By Paul Neet
When I saw The Mars Volta open for The Red Hot Chili Peppers last summer, a Chili Peppers fan so disliked their music that he chucked a bottle of urine at them mid-song. This is not a band that will appeal to most people, as the weirdness of their third album shows. Songs alternate between tension-building minimalism, guitar-acrobatic explosions, complete chaos, skronky jazz, and white noise. Chief songwriter/arranger Omar Rodgriguez-Lopez crafts intricate guitar and horn parts with the twisted musical complexity of Frank Zappa. Chili Peppers guitarist John Frusciante plays on most of the album, but his playing bears no resemblance to the melodic beauty of his Chili Peppers work—he pierces and shreds under Rodgriguez-Lopez’s mad-scientist direction.
As on previous albums, the lyrics alternate between high school goth poetry and goofy nonsense (“The kiosk in my temporal lobe is shaped like Rosalyn Carter”), with some Led Zeppelin mysticism thrown in. It’s ridiculous, but damned if Cedric Bixler-Zavala’s vocals don’t sell the hell out of the whole thing. Nonsense aside, there’s a fiery passion in his voice throughout that gives the pyrotechnics an emotional anchor.
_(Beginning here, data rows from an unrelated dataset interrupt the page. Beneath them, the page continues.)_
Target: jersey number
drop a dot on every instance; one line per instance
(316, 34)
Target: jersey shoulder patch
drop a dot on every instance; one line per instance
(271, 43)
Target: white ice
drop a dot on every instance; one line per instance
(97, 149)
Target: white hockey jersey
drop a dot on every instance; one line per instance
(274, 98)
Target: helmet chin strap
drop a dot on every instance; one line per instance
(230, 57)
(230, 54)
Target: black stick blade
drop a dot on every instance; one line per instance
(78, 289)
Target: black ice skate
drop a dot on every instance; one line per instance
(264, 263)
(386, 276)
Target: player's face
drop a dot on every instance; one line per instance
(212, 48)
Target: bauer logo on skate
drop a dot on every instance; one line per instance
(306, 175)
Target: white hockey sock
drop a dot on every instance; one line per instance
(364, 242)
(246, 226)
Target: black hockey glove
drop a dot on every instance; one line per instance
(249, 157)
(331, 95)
He runs the gamut from a cracked croon to the kind of castrato banshee wail that makes drunk Chili Peppers fans furrow their brows and ask each other, “Is that a dude or a chick?”
This is dense, difficult stuff, but for those who aren’t afraid of song titles like “Day of the Baphomets” and five-minute Spanish guitar interludes, it’s worth it.